I went for a run near swan creek on Glendale this past weekend and it looked like a great stream to go fishing in. I'm wondering if anyone knows about the smallmouth population in there or if anyone fishes it

Thanks,

Josh


Posted using Outdoor Hub Campfire


----------



## Flathead76 (May 2, 2010)

That is my back yard. I have never caught much of anything out of there. There are some small suckers in there. I will put out minnow traps along it and only catch the smallest bluegills that you will ever see. They will catch some pike, whitebass, and smallmouth around highland park in the spring. Over at work at the water dept on erie street by the erie street market they will sometimes catch crappies. Im sure that a few of these fish do work thier way up there. It should get better as soon as the crew starts taking log jams out of the creek. In the fall a few steelhead will go up there. Not really a fishable population though.


----------



## stex1220 (Mar 23, 2009)

I lived by Highland park for yrs that place is a great place to fish IMO. I've caught Lots of Largemouth / Smallmouth / a couple Pike Perch and Crappie. When the White Bass run up threw there I've caught a hundred plus on a good day almost every cast some mornings. I never keep anything out of there usually just throw them back ill give White Bass away sometimes. I've seen trout caught before and heard of Walleye being caught but I've never caught any. I don't live that close to it anymore but I still stop and fish it a couple times a month. I will say its a dam shame the way most of the people who go down there treat that place. I'll never understand how someone can just leave their trash behind and how they can't fish without drinking alcohol. I like to have a few beers when I fish but ill never just throw them on the ground and I have no idea how someone could drink Wild Irish Rose when they fish lol trust me you'll see it all down there. I seen a drunk girl try to squat and go to the bathroom behind a tree she slid down the hill and into the water with her pants down and couldn't get out lol


----------



## mischif (Jul 14, 2006)

Yeah I went today and did not get anything. I'm just trying to find my way around the toledo fishing scene....this is the first summer that I am staying in toledo since I have an internship with partners for clean streams and just got a job at bass pro (discounts!). Back in Cleveland where I am from j have a bunch of honey holes in rocky river and in lakes/ponds. I'm having trouble in toledo, I was gonna go to the maumee today but i want to wait for Water level and discharge to go down so I can actually find holes. I am a big smallmouth fisherman but its hard to goblin blind in he maumee since it is so large.

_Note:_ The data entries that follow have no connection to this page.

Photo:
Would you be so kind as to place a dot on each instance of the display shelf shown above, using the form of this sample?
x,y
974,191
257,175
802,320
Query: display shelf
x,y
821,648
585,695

Posted using Outdoor Hub Campfire


----------



## Capt. Crude (Nov 2, 2012)

Awesome fishing hole.. Its too bad it has turned into such a ghetto hell hole.. walleye are to be had there as well during the run.. a kid got shot there this spring at the basketball court, I had a 20 largemouth day that morning well before the incident.. I only fish there before 9 a.m. if I am alone. IMHO the fishery has improved since the dam removal.


----------



## Jmsteele187 (Dec 22, 2011)

I've been wondering about that creek for a while. Is it possible to get a kayak in there?

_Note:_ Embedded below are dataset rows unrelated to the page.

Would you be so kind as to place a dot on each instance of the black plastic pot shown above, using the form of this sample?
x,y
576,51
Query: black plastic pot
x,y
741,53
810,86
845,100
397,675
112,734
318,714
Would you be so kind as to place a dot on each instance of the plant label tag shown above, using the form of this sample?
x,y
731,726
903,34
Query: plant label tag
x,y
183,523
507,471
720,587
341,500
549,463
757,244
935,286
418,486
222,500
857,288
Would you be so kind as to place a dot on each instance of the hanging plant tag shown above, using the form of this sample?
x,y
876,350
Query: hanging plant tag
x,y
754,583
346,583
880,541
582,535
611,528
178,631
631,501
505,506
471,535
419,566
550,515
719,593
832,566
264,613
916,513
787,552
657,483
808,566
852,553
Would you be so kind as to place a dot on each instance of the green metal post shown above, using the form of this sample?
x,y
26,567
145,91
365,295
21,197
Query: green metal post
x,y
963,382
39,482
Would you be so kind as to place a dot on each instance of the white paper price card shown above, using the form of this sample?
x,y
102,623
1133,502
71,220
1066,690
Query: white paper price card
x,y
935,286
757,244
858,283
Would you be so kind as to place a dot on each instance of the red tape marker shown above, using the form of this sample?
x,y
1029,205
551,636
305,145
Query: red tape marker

Posted using Outdoor Hub Campfire


----------



## Bucket Mouth (Aug 13, 2007)

Jmsteele187 said:


> I've been wondering about that creek for a while. Is it possible to get a kayak in there?
> 
> 
> Posted using Outdoor Hub Campfire


yea you can. the problem is the gigantic tree fells that are every few hundred yards. Probably not worth the hassle.


----------



## stex1220 (Mar 23, 2009)

Jmsteele187 said:


> I've been wondering about that creek for a while. Is it possible to get a kayak in there?
> 
> 
> Posted using Outdoor Hub Campfire


I know it widens up the closer you get to down town. There is a dock in the farmers market down town you can fish from I'm pretty sure that's Swan creek. It looks like a decent place for a kayak wide and deep.


----------



## fisherboy (Sep 17, 2012)

Yes that's Swan Creek. I hear they get crappoes & bluegills there at times. Notice i said I heard, never tried it myself.


----------